Most of these birds are communications satellites of one description or another. A common design is that of a spin stabilised cylinder. The Hughes HS376 series are typical: the main body being some 3 metres long and 2 metres in diameter. This grows to around 6 metres in length once on orbit with the extension of the communications antennae and an extra skirt of solar panels. These supplement the cells which already cover the main body, making a very nice specular reflector. This skirt and the main body rotate about the long axis, typically at around 55 r.p.m., whilst the antenna and equipment shelf are despun so as to maintain contact with their ground targets.
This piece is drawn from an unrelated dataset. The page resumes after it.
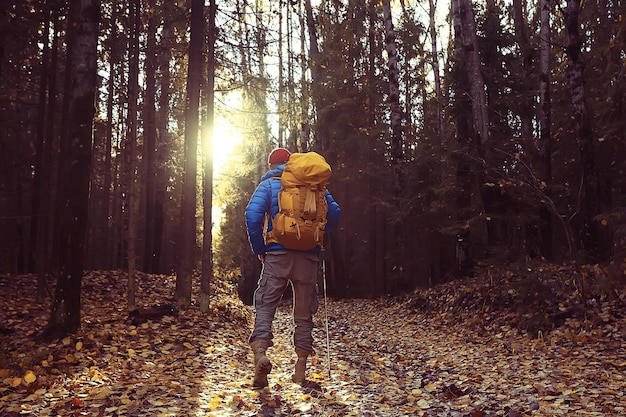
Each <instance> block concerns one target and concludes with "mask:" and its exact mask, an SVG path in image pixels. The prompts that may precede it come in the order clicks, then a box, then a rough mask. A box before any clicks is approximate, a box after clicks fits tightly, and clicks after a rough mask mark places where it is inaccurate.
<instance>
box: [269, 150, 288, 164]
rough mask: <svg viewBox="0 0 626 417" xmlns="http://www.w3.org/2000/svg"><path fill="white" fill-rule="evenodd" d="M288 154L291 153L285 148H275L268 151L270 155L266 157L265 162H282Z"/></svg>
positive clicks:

The Intelsat 603 satellite (left) which was rescued during the STS-49, shuttle mission (May 1992) is a Hughes HS type satellite. Here the skirt and communications antennae are still in their unfurled launch positions. An attitude gas thruster is visible on the left lower side of the satellite. After installing a new perigee kick motor (the original failed to fire, stranding the craft) this satellite was placed into its operating orbit using a new supersynchronous insertion method. Whereas most geosynchronous satellites are delivered to orbit via a geo-stationary transfer orbit (that is an initial orbit of around 300 by 36000 km where the perigee is then raised to 36000 km), here the initial orbit was around 300 by 82000 km. A series of burns both lowered the apogee and raised the perigee until the 36000km high orbit was attained.
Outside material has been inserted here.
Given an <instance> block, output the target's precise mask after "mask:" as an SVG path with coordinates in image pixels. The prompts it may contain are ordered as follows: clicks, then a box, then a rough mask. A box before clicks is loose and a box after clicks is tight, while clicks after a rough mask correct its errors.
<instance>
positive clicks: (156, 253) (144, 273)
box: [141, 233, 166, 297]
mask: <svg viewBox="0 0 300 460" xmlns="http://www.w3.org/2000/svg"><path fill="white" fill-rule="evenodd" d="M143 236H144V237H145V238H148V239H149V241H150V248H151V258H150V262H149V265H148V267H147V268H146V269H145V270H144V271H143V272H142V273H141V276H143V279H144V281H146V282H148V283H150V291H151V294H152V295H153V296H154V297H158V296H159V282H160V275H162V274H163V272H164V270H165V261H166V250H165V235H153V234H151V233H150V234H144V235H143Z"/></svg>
Unlike objects in low Earth orbit, geostationary satellites are visible throughout every night of the year, only entering the Earth's shadow for up to 70 minutes per day, around a couple of weeks either side of each equinox. During the same period the satellite tends to brighten over several days, twice a year, when the satellites orientation favours the 'beaming' of the Sun in the direction of the observer.

Typically the satellite will be in the mag. +11 to +14 range (or dimmer), but brightening by several magnitudes when the geometry is favourable (around mag. +5 to +6 is not untypical). One satellite is reported to have briefly been visible to the naked eye at mag. +3 !
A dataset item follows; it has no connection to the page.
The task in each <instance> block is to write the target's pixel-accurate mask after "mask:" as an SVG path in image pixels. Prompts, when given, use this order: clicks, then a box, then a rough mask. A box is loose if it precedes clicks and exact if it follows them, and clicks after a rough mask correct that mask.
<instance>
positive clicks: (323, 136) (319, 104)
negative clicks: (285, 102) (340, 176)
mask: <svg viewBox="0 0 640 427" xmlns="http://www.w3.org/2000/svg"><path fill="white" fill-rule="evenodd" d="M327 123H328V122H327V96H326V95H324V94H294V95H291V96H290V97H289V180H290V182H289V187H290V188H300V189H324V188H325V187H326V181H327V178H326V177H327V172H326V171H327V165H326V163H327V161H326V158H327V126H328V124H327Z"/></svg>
Two line elements can be obtained for nearly all these satellites, bar the classified military ones such as the MAGNUM/VORTEX signals intelligence and the DSP early warning satellites. They can be used to generate a series of positions for the satellite in right ascension and declination (RA and dec) for the time of observation. This can then be plotted on star map to form a finder chart; the guide stars will help identify the satellites location. Turning off the motor of a driven telescope will maintain the satellite in the field of view whilst the stars drift out courtesy of the Earth's rotation. By either doing this or tracking the stars instead during a wide angle photographic exposure one can provide a nice illustration of the geostationary ring as either the satellites are fixed and the stars trail, or vice versa. As pointed out above it is more rewarding to carry this out around the equinoxes when the satellite will be more apparent. Observations over successive nights before and after this time will allow you to view the brightening of the object, plus its entry and exit from the Earth's shadow. Of course this will also avoid the disappointment of searching for it whilst it is in eclipse!


Recent Observational Results


At the moment the BWGS have been involved in observations of Insat 1B (83-069B). In April 1994 this satellite exhibited an interesting light curve which possessed a maximum of mag. +5.6 dropping to invisibility, with a secondary maximum of mag. +9. The flash period was some 38 seconds.

Photometry by A. B. Giles and K. M. Hill of the University of Tasmania (reported in SpaceFlight, Vol. 31, September 1989) indicated the rotation rates of the Aussat A1 and A2 HS376-type satellites (85076B/15993 and 85109C/16275). When the light curve of each satellite (during the brightening period around the equinoxes) was analysed, frequencies corresponding to various surface features (such as solar cells and thermal radiator mirrors) were evident.

Though three-axis stabilised satellites may become more abundant there are sufficient spin stabilised satellites available for various studies; the spin rates can yield insight into perturbing forces, whilst the reflected solar spectrum could infer the degree of degradation of the solar cells.